Tapi Binar konkrit sekali wujudnya. Meyakinkan Pijar, itu memang benar-benar kakaknya.

"Mas Binar!" Pijat menggoyangkan lengan Binar perlahan.

Tak butuh usaha lebih, Binar membuka matanya. Telinga Binar menangkap ada suara pujian sebelum subuh. Terdengar dari mushola tak jauh dari sini.

"Udah mau subuh, ya?" gumamnya seraya bangun ke posisi duduk.

"Aku nggak tahu apa yang terjadi. Tapi aku seneng ada Mas Binar di sini," ungkap Pijar.

"Mas mau cerita tapi agak panjang. Tapi kamu tolong tenang mendengarnya. Aku nggak mau lihat kamu kambuh." Binar memperingatkan.

Pijar mengernyit. "Emangnya semengejutkan apa? Tenang, Mas. Jantungku sampai saat ini masih oke. Ya walau pun letoy dikit."

"Alhamdulillah aku udah dapat kerjaan baru, Dek. Kerjanya nggak lama. Gajinya gede."

"Lho, kerjaan baru?"

"Ya, sebenarnya aku dipecat dari minimarket. Maaf nggak langsung jujur, ya. Jujurnya nunggu dapat kerjaan baru yang pasti. Soalnya aku nggak mau bikin kamu kepikiran. Tapi tenang. Yang penting sekarang aku udah kerja lagi." Binar menjelaskan dengan tenang, dengan raut wajah yang terus tersenyum.

Itu juga adalah salah satu usaha Binar untuk senantiasa membuat Pijar tenang.

Jujur Pijar terkejut. Namun ia buru-buru berusaha mengontrol pikirannya. Berusaha menenangkan hatinya, karena walau pun dipecat, Binar sudah dapat pekerjaan baru.

Pijar memaksakan senyumnya. Ia cukup tahu diri. Ia tidak berhak marah, karena Binar memberi tahunya belakangan.

"Kalau boleh tahu kapan itu kejadiannya? Apa waktu Mas Binar sering lembur itu?"

Binar terhenyak. Terkejut jelas. Karena tebakan Pijar akurat. Benar, kan? Adiknya itu perasa. Firasatnya kuat.

Dan saat itu sebenarnya Binar juga sedang sakit. Bibir Binar seakan kelu. Ia ... belum bisa terus terang soal itu.

"Baru-baru ini, Dek," jawab Binar akhirnya. "Belum lama kok."

Kalau ia terus terang, Pijar akan lanjut bertanya apa saja yang Binar lakukan selama menunggu pekerjaan barunya?
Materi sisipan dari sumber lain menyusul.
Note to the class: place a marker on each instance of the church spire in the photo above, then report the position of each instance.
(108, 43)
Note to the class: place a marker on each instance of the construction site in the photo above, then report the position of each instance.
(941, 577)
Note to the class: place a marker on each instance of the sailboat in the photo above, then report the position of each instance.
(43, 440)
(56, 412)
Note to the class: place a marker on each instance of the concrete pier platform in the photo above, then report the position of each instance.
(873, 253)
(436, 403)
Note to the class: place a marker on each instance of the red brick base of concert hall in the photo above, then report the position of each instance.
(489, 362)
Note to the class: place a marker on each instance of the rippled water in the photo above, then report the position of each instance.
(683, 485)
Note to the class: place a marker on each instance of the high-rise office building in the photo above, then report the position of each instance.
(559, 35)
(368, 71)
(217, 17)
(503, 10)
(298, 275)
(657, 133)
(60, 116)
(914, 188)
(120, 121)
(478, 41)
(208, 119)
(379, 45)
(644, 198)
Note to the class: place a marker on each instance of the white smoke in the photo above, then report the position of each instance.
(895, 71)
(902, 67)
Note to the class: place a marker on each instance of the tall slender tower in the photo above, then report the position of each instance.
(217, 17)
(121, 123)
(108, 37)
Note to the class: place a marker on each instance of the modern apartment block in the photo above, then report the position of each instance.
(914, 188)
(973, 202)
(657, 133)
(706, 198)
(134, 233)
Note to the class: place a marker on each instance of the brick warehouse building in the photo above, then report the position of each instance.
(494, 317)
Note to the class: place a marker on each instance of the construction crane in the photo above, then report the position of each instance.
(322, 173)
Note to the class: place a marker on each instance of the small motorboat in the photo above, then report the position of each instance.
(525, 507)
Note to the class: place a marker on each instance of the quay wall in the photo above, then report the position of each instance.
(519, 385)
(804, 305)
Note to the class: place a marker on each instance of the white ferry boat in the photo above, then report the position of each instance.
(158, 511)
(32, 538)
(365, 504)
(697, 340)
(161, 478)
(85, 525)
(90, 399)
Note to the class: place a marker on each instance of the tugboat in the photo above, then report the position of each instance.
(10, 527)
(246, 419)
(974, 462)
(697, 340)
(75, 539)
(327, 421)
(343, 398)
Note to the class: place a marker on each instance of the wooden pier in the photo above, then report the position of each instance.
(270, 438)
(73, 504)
Binar tidak bisa terus terang soal pekerjaannya di proyek.

Tahu Binae dipecat dari minimarket saja Pijar sudah terkejut. Apa lagi tahu Binar kerja nguli.

"Serius baru-baru ini, Mas?"

"Serius, Dek. Alhamdulillah langsung dapat kerjaan baru yang menjanjikan. Aku ... juga mau istirahat lebih. Jadi aku udah pamit dari warung. Soalnya gaji dari kerjaan yang baru udah cukup banyak. Aku bersyukur banget sama kerjaan yang baru ini."

Senyuman Pijar sekarang lebih lepas. "Aku seneng ... lega juga karena Mas Binar jadi punya lebih banyak waktu buat aku. Dan lebih seneng lagi, karena Mas Binar jadi punya lebih banyak waktu buat istirahat."

Binar mengangguk samar.

"Kalau boleh tahu, apa masalahnya kok Mas Bin bisa sampai dipecat? Aku kenal banget sama kakakku sendiri. Mas Bin itu pekerja keras dan jujur. Jadi nggak mungkin melakukan kesalahan yang aneh-aneh."

Binar menceritakan kronologi kejadiannya. Ia tidak menutupi soal hal ini. Toh ia sudah dapat ganti yang jauh lebih baik.

"Ersa ngerasa bertanggung jawab. Makanya dia ngasih kerjaan. Tapi kami sama-sama dapat benefit."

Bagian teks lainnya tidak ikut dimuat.